Something like that?
I just want to be sure what is allowed here.

What was the book answer?

ig is instagram.

the book(pathfinder for olympiad and jee advanced) is one of the hardest books here in india so u can expect they are asking some crazy hard stuff not just simple things , so yes a lot of things are allowed, and this question is from the hardest section of the book .

yes exactly, this was my method : u first charge both c1 ,c2 to Vo , then u use c1+ battery to charge c2 , then charge c1 with battery again , now use c2+ battery to charge c1 qnd keep doing this until the final voltage on the capacitor being charged converges to a maxima.

this method isnt the one that leads to the answer though , this was proved to me by @WBahn , his method was slightly different than this , you could check his most recent reply to see what he did .

the answer in the book is 2Vo * (c1 +3c2)/(c1+c2)
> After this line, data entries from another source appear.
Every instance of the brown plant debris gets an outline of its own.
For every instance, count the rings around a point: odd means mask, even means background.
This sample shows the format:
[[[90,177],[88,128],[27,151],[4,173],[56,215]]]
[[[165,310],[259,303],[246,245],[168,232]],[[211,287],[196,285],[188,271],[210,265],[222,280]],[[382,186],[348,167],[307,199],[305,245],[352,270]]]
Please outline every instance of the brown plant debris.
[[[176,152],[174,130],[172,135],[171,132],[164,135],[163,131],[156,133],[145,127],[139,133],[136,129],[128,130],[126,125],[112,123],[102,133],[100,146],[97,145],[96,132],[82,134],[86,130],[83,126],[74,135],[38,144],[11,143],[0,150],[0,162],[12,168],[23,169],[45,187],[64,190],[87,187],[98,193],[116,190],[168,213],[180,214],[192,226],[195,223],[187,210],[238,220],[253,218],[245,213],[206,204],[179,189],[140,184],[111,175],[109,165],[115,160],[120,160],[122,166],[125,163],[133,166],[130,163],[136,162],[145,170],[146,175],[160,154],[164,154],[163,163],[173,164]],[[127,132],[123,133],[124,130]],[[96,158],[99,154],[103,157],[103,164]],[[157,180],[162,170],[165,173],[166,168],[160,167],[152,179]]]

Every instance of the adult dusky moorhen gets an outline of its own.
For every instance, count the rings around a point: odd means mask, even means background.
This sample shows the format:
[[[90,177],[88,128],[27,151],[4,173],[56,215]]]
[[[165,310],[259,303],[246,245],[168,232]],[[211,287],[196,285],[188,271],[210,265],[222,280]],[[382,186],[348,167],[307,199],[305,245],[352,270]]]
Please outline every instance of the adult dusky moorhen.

i have reached the answer though with the help of @WBahn , but ur still very welcome to give any more thoughts regarding this , thanks a lot for trying to help me .

 

ig is instagram.

the book(pathfinder for olympiad and jee advanced) is one of the hardest books here in india so u can expect they are asking some crazy hard stuff not just simple things , so yes a lot of things are allowed, and this question is from the hardest section of the book .

yes exactly, this was my method : u first charge both c1 ,c2 to Vo , then u use c1+ battery to charge c2 , then charge c1 with battery again , now use c2+ battery to charge c1 qnd keep doing this until the final voltage on the capacitor being charged converges to a maxima.

this method isnt the one that leads to the answer though , this was proved to me by @WBahn , his method was slightly different than this , you could check his most recent reply to see what he did .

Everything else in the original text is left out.